Streamlining Access to Complex Data
George Washington University created a visual, interactive collection of high-level metrics designed for a group of pivotal campus decision-makers: university deans.
Category: Administration
Institution: George Washington University
Project: The Deans' Dashboard
Project lead: Jelena Roljevic, assistant vice president, business intelligence and enterprise information services
Tech lineup: IBM Cognos, Informatica, Tableau
Business intelligence (BI) projects are only worthwhile if users derive tangible value from them. And campus decision-makers don't have the time to wade through complex reports, no matter how relevant the data.
With that in mind, the BI team at George Washington University (DC) tapped into data visualization tools to create a dashboard tailored to the needs of busy college deans. The Dean's Dashboard is a collection of several high-level metrics from different business areas across the university. It is one result of a five-year process of creating an enterprise data warehouse and a culture of data stewardship across the university, as well as the deployment of an agile project management process that fosters incremental improvement.
Project lead Jelena Roljevic
In fact, Jelena Roljevic, assistant vice president for business intelligence and enterprise information services at the university, said agile methodology and BI are a perfect marriage. "Users can rarely tell you their requirements up front with all the details," she said. "We meet with business users to take in prioritized requirements — and two weeks later show them what we were able to develop based on their request. We work back and forth until we have a product. It is the only way I can see analytics being developed."
The Dean's Dashboard was launched in August 2016 after six such two-week agile sprints. It provides real-time, accurate data in an interactive and visual way. To make decisions, deans must draw on and understand information from an ecosystem of databases and repositories across the campus. The visualizations "had to be very clear in what they were saying and we had to devise a capability to allow users to drill down to more detailed dashboards if the deans want to," said Margaret Roldan, principal BI analyst.
The BI team said the dashboard allows deans to access the information they need at a much-reduced cost and time commitment from university support staff, who no longer have to dedicate large portions of their time to collecting and organizing information. These staffers previously spent considerable time manually preparing reports and other information products using tools such as Excel. The early success of the Dean's Dashboard has spawned a complementary Division Dashboard that serves a similar purpose for executive leaders who manage university business units.
Before the Dean's Dashboard could be created, quite a bit of work had to be done. Roljevic launched the BI initiative at GWU in 2012. The goal was to create a process in which dashboards could help faculty and staff groups access and manipulate data in an easy-to-consume way. Software tools used include IBM Cognos, Tableau for building interactive visualizations, and Informatica to help with data quality issues.
GWU's dashboard project led to culture change across the institution.
Among the first steps was creating a Business Intelligence Advisory Committee — a group of senior to mid-level managers from across the university, including some deans, to guide priorities. "We surveyed them asking what data is most important to you; where are the biggest pain points in terms of getting information," Roljevic recalled. They also looked at which data sets were missing from a data warehouse environment. Initially they had information on courses, students and faculty but lacked financial data. "One of the first tasks was to get that data and shape the content that we could push out to executive leadership," she said.

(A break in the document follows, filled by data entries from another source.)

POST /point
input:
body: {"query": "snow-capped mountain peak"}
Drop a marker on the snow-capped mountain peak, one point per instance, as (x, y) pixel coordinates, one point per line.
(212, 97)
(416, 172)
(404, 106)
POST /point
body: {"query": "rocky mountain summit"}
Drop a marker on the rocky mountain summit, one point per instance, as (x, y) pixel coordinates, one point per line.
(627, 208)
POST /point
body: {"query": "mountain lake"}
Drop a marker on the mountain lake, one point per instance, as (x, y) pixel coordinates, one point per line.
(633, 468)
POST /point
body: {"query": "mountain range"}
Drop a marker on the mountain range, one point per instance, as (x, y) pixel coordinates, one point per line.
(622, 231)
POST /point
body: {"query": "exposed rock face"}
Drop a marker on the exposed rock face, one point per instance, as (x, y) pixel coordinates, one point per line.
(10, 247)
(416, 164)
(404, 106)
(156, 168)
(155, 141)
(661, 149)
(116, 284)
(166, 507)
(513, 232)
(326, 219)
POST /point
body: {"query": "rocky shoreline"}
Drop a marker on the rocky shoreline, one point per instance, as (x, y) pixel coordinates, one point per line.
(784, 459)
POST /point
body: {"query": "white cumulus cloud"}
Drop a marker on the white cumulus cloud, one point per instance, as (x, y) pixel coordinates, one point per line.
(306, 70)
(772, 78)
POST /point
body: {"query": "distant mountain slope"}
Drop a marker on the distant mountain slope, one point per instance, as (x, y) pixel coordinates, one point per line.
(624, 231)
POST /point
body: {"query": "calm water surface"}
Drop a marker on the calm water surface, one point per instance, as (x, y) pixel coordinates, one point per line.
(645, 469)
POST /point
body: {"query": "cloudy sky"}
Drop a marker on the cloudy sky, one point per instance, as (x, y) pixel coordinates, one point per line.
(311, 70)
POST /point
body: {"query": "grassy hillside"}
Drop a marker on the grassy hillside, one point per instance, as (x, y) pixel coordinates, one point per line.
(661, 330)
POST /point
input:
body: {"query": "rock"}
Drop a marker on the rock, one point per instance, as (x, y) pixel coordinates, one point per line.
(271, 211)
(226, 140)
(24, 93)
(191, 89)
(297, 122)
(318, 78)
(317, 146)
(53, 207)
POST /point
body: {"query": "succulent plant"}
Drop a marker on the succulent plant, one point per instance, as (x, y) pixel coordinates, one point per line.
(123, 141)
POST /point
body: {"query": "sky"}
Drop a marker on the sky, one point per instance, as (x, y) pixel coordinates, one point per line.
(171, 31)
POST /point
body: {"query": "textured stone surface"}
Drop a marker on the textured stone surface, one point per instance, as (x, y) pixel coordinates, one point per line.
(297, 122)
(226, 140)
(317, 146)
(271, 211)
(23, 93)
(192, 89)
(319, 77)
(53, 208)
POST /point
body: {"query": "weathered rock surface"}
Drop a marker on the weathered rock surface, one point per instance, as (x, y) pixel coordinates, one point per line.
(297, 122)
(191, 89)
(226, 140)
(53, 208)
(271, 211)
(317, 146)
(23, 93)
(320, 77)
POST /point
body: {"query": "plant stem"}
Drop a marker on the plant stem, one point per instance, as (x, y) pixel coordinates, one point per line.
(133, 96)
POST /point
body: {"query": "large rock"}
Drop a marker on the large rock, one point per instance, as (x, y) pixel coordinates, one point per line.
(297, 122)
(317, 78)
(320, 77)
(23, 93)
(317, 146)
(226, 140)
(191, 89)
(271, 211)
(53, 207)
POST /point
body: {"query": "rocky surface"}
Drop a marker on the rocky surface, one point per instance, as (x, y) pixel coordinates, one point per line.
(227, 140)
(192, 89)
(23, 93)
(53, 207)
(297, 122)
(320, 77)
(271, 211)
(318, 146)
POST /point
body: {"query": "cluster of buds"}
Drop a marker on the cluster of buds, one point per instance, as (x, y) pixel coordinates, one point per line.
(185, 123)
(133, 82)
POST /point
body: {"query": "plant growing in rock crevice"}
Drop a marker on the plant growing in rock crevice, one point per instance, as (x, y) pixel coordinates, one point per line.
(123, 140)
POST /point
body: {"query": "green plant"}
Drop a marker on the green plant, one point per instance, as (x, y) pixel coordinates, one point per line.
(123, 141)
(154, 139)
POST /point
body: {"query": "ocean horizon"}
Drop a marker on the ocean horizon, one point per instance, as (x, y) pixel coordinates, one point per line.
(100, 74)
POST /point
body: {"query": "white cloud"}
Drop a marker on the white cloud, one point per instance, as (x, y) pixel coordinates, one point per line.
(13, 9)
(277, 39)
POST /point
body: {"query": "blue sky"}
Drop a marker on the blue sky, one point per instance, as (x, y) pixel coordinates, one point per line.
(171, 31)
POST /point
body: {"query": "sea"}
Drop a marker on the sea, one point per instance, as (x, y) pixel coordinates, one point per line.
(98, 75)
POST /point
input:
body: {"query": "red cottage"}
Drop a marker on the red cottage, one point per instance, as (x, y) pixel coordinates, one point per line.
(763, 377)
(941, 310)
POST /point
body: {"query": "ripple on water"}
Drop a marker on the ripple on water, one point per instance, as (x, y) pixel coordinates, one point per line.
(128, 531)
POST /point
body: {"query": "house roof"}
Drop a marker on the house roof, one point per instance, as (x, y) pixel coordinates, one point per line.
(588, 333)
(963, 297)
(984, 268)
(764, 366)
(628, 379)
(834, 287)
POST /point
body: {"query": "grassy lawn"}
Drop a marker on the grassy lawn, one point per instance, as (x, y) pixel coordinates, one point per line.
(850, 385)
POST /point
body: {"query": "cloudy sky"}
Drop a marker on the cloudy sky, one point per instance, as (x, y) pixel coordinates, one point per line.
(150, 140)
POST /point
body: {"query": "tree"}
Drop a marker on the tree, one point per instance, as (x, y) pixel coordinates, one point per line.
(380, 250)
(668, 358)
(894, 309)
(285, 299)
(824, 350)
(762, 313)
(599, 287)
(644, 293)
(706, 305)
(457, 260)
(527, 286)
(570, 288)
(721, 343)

Data stewardship, governance and trust are keys to the process, Roljevic said. "We put data-sharing agreements in place and the data stewards can control it." So if the BI team is asked to build something that uses human resources data, staffers will create a data-sharing request and the steward can approve it or not, or set conditions. That has been helpful as the team approaches more sensitive data sources, such as how students and faculty use access cards as they move around the campus.
The BI team learned a few lessons during development of the Dean's Dashboard. One was that they had to push the information to deans in the form of regular e-mails rather than expecting deans to log in to the Tableau server to look at it. "Our provost is very comfortable with technology and will log in and play with visualizations, but not all deans are like that," Roldan noted.
"This way, they can be kept abreast of changes every Monday morning, filtered for their school," Roljevic said. "Deans can quickly see if employee counts or student admissions are fine, or if something doesn't look right, they can click on the image and explore further."
Another challenge was creating concise views that encapsulated the high-level details deans want to see but that also align with the data reported by executives down the chain. After all, finance and human resources directors rely on more in-depth dashboards of the same data. All the visualizations are working from the same data warehouse and data definitions, Roljevic added, so if a dean wants to explore further, his or her finance director does not have to go to another source to research it or start researching the topic from scratch. They are all acting on identical data.
Another lesson, in tune with the agile mindset, is don't let the perfect be the enemy of the good. The Dean's Dashboard is far from perfect, the team admits. Some areas of information, such as student financial aid and student retention, are not yet available in the university data warehouse. Also, business processes that are unique to a particular school or dean are not included.
The whole process of expanding BI across the university is iterative, Roljevic said. "We are still adding data sources, but we want to give end users resources they can use as we complete them, and not wait for everything to be in a data warehouse. Besides, their appetites and needs change continuously. In agile fashion, we deploy as soon as we have something meaningful for them to use. The Dean's Dashboard continues to evolve as new data sources become available."